Por desgracia, nadie hace nada para mejorar las condiciones de los agentes, a pesar de las buenas intenciones del director de la DPI… Pero bueno, así son las cosas en Honduras… Yo creo que si quitamos algunas piedras de tropiezo, la Policía funcionaría mejor.

Y, entre esas piedras de tropiezo están los políticos ineptos que dirigen la Secretaría de Seguridad, los bajos sueldos, la mala alimentación, porque, aunque les den la comida a los policías, bien sabemos que se les dan cruda, carne dura, un huevo, una cucharada de frijoles, tres tortillas y un pedazo de queso, y con eso todos los días, nadie se siente estimulado en la institución.

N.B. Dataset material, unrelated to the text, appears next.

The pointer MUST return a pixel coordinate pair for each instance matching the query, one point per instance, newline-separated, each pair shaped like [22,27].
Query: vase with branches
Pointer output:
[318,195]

Pero, como aquí la política está por encima de todo, y bien sabemos que la política todo lo pudre, así que, los policías seguirán penando hasta que surja un verdadero liderazgo, y buenos líderes sí tenemos en la Policía… que debe ser dirigida por policías, y no por militares… ¿Entiende?”.

“Entiendo”.

“Escriba esto, Carmilla; escriba lo que le digo… Yo ya me voy a retirar de la institución, pero quisiera que las cosas mejoren para la Policía, que es una institución noble… Escríbalo sin miedo”.

“Lo escribiré, aunque, en mi opinión, Julián Pacheco está haciendo un buen trabajo”.

“¿Eso cree usted?”.

“Eso veo yo, y, aunque el señor general no sea de mi agrado, creo que ha hecho un buen trabajo en la Secretaría”.

El comisionado no dijo nada más. Nada más tenía qué decir. Sin embargo, al despedirnos, agregó:

“Los policías merecen un mejor sueldo, mejor alimentación, turnos lógicos, trato más humano, liderazgo positivo y que les quiten las cadenas que les han impuesto los hipócritas defensores de los derechos humanos. Escriba eso también, por favor”.

Más

¿Cuánto hay de verdad en todo esto? ¿Cuánta razón tienen los que desean mejores condiciones de trabajo y mayores estímulos para los policías? Y, ¿en manos de quien está hacer realidad estas aspiraciones?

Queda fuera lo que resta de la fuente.